I hope you have fun with this one; be confident and brave with it and make it your own. This particular recipe got me thinking about confidence in the kitchen (primarily because I was baking away from my own) and I hope that these ideas help you to get after it as the holidays are upon us. There’s nothing more satisfying than making something delicious for the people you love – this was for sure one of those little wins. – xo L
- 3/4 cup skim milk (or 1% milk)
- 1 cup full fat coconut skyr or plain greek yogurt
- 4 large eggs, beaten
- 1/3 cup passion fruit pulp (or fruit puree of your choice)

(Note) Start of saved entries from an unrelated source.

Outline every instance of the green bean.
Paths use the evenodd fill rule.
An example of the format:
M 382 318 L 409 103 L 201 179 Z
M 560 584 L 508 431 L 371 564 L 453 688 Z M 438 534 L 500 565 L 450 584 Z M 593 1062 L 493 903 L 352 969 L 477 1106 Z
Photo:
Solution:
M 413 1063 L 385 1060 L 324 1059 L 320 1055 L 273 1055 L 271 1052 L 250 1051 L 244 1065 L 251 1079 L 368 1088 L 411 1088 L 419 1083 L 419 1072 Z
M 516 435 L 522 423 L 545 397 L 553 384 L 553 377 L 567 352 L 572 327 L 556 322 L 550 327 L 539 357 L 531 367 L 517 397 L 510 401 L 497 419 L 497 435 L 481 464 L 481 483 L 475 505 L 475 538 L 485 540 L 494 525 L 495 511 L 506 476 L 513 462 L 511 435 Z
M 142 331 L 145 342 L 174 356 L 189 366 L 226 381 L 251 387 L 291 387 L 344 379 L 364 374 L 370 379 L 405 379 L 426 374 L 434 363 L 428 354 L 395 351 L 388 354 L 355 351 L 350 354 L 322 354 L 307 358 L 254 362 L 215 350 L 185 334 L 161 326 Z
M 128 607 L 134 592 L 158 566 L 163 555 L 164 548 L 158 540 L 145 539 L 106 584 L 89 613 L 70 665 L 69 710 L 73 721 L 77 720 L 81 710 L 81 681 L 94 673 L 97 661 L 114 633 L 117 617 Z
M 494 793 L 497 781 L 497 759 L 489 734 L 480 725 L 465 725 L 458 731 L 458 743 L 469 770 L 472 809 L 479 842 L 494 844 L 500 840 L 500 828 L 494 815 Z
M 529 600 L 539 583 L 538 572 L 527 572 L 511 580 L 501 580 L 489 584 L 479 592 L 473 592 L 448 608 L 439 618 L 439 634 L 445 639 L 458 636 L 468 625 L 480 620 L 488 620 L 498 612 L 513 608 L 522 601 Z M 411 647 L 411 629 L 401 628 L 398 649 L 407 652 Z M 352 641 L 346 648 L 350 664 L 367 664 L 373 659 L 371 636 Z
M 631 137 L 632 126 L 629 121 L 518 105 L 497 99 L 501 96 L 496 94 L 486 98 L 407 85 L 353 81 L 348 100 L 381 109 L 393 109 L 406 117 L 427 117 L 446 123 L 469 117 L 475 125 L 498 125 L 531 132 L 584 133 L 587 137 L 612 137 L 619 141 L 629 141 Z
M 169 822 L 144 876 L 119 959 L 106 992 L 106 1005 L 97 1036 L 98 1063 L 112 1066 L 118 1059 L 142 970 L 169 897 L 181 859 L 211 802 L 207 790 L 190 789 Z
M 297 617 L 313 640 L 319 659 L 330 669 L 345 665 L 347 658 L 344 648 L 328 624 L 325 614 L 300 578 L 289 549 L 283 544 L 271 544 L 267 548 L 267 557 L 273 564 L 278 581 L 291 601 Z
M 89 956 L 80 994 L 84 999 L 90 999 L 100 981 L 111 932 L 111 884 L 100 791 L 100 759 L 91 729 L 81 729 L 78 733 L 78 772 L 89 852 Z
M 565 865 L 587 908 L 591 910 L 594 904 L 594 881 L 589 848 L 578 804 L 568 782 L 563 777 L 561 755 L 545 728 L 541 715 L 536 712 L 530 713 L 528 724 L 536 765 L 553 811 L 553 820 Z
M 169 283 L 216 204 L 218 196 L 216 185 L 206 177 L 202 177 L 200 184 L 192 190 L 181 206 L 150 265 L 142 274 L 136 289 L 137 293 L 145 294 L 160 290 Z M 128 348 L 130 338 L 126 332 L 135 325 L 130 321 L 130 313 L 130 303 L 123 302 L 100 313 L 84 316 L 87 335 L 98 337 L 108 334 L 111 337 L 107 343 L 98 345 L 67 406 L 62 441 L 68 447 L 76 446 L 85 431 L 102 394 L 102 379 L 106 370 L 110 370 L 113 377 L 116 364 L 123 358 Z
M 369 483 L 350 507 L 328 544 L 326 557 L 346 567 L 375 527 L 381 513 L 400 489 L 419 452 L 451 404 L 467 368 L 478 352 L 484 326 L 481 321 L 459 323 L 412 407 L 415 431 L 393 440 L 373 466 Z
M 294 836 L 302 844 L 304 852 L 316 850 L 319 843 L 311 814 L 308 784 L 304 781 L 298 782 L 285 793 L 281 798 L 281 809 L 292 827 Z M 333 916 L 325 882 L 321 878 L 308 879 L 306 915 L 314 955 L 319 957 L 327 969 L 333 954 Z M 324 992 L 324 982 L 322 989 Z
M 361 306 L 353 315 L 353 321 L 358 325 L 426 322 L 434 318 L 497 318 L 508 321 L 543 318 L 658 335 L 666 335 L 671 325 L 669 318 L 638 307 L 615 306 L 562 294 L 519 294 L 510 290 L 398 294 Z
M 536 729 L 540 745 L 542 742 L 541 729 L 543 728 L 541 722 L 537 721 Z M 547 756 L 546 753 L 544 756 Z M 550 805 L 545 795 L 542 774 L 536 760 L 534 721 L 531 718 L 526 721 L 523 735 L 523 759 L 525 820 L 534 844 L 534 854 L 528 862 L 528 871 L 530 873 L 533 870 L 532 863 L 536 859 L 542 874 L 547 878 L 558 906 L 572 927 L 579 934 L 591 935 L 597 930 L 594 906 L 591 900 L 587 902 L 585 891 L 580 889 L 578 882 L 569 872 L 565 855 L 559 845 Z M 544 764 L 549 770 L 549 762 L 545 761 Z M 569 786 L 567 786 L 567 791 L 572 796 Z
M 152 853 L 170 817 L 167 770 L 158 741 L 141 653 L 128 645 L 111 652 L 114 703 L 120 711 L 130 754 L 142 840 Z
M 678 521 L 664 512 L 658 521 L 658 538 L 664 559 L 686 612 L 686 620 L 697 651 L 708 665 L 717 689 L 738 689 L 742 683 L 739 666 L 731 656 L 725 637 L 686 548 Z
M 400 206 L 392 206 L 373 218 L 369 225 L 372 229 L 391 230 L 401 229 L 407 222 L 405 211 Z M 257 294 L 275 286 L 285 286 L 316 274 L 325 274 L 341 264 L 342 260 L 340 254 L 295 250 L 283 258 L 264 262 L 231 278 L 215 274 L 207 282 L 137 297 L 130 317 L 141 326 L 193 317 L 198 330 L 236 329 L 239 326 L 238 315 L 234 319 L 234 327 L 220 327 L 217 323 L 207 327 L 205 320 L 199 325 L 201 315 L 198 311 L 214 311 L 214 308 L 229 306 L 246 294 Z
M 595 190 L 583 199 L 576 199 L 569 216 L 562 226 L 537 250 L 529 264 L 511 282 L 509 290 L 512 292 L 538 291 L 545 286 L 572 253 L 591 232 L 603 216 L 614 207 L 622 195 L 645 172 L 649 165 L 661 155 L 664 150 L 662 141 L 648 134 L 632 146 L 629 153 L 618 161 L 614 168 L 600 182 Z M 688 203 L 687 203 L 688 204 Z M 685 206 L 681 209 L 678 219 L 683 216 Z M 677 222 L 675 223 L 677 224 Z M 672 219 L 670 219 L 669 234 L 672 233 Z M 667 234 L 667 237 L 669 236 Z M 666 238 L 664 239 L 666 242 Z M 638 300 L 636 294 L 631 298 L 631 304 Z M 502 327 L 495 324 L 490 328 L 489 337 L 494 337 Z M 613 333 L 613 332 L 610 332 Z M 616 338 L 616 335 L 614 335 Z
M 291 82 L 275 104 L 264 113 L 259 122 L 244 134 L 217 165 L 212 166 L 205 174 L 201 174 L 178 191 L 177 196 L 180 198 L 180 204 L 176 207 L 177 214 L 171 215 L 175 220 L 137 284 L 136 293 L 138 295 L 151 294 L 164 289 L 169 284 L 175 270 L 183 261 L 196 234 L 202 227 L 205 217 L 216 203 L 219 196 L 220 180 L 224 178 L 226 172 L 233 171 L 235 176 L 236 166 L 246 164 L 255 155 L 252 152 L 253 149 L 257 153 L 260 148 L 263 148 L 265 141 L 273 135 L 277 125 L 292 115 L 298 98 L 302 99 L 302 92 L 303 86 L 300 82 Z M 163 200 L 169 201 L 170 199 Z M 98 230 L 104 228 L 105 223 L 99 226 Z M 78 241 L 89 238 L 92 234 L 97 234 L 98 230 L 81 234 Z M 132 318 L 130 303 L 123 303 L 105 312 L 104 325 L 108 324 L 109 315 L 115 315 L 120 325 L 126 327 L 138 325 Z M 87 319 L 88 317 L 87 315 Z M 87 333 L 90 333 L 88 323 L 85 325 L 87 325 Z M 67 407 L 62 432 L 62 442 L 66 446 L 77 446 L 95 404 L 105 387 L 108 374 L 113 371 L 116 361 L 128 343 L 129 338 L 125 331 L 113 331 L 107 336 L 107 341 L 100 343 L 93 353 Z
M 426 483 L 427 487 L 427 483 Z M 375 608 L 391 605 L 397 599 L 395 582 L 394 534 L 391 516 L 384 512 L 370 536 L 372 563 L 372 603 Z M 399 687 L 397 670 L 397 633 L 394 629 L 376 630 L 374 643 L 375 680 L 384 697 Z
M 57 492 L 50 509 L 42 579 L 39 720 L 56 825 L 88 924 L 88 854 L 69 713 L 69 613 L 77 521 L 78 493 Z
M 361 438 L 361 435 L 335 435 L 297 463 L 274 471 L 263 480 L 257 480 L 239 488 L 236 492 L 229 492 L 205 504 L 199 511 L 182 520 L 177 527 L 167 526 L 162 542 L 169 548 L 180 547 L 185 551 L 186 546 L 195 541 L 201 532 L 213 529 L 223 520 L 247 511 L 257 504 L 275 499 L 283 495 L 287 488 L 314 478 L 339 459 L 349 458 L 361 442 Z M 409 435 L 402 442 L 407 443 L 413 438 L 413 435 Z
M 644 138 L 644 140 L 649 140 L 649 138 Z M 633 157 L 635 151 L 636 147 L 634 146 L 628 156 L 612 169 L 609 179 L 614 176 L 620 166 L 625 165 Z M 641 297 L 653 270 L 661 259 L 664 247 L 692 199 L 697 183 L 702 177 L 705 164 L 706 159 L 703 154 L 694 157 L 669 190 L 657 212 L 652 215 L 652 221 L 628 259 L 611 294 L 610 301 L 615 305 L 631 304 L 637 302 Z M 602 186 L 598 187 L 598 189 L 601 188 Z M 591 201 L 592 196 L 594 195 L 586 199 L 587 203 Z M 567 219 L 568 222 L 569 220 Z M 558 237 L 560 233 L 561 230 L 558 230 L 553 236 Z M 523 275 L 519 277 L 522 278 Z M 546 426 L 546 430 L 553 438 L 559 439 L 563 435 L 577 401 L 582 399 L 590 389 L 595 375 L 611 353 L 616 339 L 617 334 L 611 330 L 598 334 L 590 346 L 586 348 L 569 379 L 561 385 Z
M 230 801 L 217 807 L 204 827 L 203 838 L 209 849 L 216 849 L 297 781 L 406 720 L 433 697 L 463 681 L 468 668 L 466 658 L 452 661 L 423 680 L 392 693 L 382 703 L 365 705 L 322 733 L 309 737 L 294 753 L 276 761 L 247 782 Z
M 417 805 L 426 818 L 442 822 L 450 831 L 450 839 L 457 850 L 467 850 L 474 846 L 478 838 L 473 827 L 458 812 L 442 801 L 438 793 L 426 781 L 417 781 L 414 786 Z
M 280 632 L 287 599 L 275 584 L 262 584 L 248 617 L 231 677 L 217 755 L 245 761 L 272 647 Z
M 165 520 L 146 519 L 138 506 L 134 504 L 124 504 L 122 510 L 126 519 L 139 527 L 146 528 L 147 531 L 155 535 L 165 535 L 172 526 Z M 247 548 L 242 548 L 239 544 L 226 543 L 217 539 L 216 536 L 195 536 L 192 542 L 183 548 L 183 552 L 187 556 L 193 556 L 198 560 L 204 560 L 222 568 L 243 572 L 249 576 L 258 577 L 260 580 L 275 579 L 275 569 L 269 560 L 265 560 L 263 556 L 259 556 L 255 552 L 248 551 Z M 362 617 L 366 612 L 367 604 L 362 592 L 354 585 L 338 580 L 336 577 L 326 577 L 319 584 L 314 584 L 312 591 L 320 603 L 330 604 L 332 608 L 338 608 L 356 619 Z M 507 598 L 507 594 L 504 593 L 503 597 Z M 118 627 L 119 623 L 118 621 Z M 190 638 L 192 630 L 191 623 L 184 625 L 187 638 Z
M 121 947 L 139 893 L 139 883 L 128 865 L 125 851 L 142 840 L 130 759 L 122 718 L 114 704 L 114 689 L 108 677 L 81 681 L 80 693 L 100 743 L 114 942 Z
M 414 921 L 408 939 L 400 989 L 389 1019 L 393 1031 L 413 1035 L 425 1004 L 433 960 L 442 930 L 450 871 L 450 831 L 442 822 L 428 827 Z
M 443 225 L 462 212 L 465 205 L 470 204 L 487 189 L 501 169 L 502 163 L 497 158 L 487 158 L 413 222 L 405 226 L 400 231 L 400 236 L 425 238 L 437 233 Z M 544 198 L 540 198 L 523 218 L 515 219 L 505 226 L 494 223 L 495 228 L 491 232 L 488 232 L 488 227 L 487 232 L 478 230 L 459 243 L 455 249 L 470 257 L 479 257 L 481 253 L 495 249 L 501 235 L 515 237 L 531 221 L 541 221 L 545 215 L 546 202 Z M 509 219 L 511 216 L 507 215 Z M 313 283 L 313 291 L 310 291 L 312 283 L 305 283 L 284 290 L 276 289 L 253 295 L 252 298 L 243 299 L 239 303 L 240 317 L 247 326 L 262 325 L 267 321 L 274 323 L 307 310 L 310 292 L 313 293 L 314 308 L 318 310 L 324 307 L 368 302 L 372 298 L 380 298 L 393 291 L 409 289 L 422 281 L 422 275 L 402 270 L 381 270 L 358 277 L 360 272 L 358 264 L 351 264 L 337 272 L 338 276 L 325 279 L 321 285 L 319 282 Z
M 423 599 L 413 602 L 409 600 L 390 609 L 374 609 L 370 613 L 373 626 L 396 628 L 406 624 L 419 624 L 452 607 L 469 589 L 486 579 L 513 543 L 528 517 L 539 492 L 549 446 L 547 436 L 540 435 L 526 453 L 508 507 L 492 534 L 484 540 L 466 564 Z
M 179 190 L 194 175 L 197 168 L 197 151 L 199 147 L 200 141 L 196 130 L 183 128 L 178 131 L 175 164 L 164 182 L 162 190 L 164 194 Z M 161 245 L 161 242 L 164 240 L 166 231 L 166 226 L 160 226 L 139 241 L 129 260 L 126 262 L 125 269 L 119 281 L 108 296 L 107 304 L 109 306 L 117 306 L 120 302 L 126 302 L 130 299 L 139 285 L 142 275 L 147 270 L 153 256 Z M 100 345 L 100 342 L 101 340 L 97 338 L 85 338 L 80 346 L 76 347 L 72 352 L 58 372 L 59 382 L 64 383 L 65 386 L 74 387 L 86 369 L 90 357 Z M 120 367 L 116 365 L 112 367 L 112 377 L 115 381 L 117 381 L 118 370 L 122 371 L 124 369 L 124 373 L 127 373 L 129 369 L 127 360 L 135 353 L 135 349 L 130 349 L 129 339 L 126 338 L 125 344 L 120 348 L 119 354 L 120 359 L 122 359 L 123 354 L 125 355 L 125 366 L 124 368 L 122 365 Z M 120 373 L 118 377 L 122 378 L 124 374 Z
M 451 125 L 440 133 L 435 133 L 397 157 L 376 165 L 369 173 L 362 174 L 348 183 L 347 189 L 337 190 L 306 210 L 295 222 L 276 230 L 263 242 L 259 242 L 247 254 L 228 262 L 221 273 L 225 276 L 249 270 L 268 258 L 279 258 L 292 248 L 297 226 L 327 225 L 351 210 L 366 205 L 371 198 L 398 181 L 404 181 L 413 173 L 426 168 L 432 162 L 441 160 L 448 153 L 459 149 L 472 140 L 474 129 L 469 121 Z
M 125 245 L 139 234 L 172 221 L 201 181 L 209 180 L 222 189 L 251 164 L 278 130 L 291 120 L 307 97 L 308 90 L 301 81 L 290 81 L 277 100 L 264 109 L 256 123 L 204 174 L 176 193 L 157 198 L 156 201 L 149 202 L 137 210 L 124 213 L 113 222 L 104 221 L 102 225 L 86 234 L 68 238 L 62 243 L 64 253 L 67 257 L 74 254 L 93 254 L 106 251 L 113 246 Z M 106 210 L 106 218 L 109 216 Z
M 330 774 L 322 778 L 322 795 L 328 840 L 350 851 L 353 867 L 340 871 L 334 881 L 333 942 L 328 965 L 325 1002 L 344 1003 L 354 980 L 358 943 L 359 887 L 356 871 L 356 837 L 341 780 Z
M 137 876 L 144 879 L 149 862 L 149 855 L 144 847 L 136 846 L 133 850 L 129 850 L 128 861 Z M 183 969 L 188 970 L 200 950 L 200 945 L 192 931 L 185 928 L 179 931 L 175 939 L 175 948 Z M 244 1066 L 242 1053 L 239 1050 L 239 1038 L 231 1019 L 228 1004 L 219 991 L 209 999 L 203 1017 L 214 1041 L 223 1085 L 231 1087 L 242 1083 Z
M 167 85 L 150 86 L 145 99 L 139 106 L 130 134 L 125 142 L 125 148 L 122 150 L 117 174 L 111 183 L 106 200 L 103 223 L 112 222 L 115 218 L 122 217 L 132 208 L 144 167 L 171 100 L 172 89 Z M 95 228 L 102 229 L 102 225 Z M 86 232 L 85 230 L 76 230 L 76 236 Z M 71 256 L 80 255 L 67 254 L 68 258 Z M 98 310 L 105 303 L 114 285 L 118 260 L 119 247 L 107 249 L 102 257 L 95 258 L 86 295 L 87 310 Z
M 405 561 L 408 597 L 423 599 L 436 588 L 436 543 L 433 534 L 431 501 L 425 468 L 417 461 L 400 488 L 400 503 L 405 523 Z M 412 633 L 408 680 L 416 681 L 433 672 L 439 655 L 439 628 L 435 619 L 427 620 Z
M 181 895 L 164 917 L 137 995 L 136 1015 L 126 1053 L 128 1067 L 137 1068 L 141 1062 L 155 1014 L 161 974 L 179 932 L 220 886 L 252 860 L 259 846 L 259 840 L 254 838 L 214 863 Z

- 3-4 Tbsp honey (or lilikoi syrup!)
- 1 vanilla bean, split and scraped
- 2 tsp cinnamon (optional)
- 1 1/2 loaves of hawaiian sweet bread, challah or other leftover bread
- Preheat the oven to 350F degrees and lightly grease a 9x13" baking pan with coconut oil (or butter if you prefer.) Next, cube the bread into 1" cubes, and place in the prepared baking dish. In a medium sized bowl, whisk together the milk, yogurt, eggs, pulp, honey, vanilla bean seeds and cinnamon. Pour the mixture over the cubed bread. Stir gently to ensure that the liquid mixture is evenly distributed.
- Bake for 45-60 minutes (depending on your oven) or until golden brown on top. You'll know its done when all of the egg mixture is set and "jiggles as one!" Enjoy straight from the oven.